Seven UNLV students, both undergraduate and graduate, have had their visas revoked, according to an email sent by a UNLV official to the UNLV community on Monday. The university said that it discovered the revocations through manually checking a student system, and that neither the university nor the student was notified. The email also said that the students’ identities are protected, and they have requested to remain anonymous.
“We’re doing everything we can to support our international students who are federally mandated to leave the U.S., and we continue to check in on them after their departure,” said Lindsey Gruber, the senior executive director of UNLV Global, in Monday’s email. UNLV Global “serves as the gateway for international students and scholars arriving at UNLV,” according to UNLV’s website.
Sen. Jacky Rosen, D-Nev., joined other senators in a Thursday letter calling on President Donald Trump to stop weaponizing antisemitism to attack educational institutions.
“We are extremely troubled and disturbed by your broad and extra-legal attacks against universities and higher education institutions as well as members of their communities, which seem to go far beyond combating antisemitism, using what is a real crisis as a pretext to attack people and institutions who do not agree with you,” she and other senators wrote. “These attacks go far beyond constructive and necessary efforts to support Jewish students on campus during an unprecedented period of domestic antisemitism.”
Stephanie Gentry, a student at the College of Southern Nevada, is an American citizen with an American father, but the fact that she was born in Panama makes her fearful for her safety. Still, she said, it was important for her to speak out.
“If anything were to happen, I’d rather it happen because I’m standing up for what’s right instead of just going about my business,” Gentry said. “I’m not going to just wait for it to affect me and then care. I’m going to care now.”
Gentry wore a yellow vest to show that she was part of the group designated to act as security for the protesters. Protesters were told to direct any police to those in yellow vests to speak on their behalf.
“Sometimes people think that it only matters if there’s 1,000 people out on the streets, if we’re out here in mass numbers. But every little instance of resistance matters, no matter how small,” Gentry said. “It all accumulates into something bigger.”
Greg Clark, who graduated from UNLV in 2017, held a cardboard sign that read: “UNLV Alumni against Trump.”
“How many more are going to be deported from UNLV’s campus before people start to stand up and say what they need to?” Clark said. “People spend a lot of money to go to these universities, and they shouldn’t have to live in fear of being deported.”
In addition to the protest organizers, several people showed up for what they said was their first-ever protest at UNLV. Some took the stage to speak.

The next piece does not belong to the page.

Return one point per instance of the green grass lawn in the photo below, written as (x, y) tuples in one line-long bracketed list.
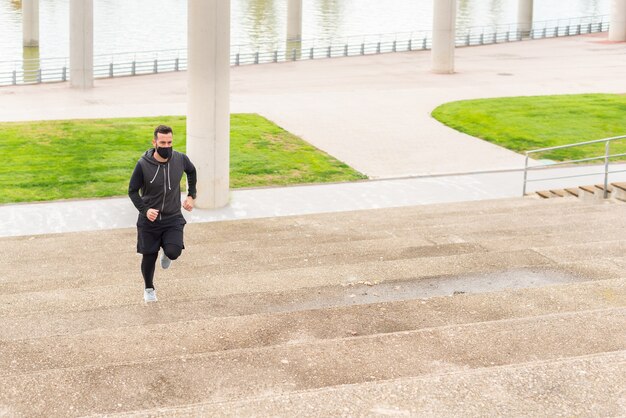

Other students skateboarded and scootered by the protest without pause.
“Now is the time, if there ever was a time, for everybody to come together,” Clark said.
Professor Ben Leffel took the stage to encourage people to fight against the “brain drain” as well. UNLV has been hit by federal funding cuts that caused research cuts.
“I will always stand up for my undocumented students. It is time for faculty to use our privilege to protect them,” Leffel said.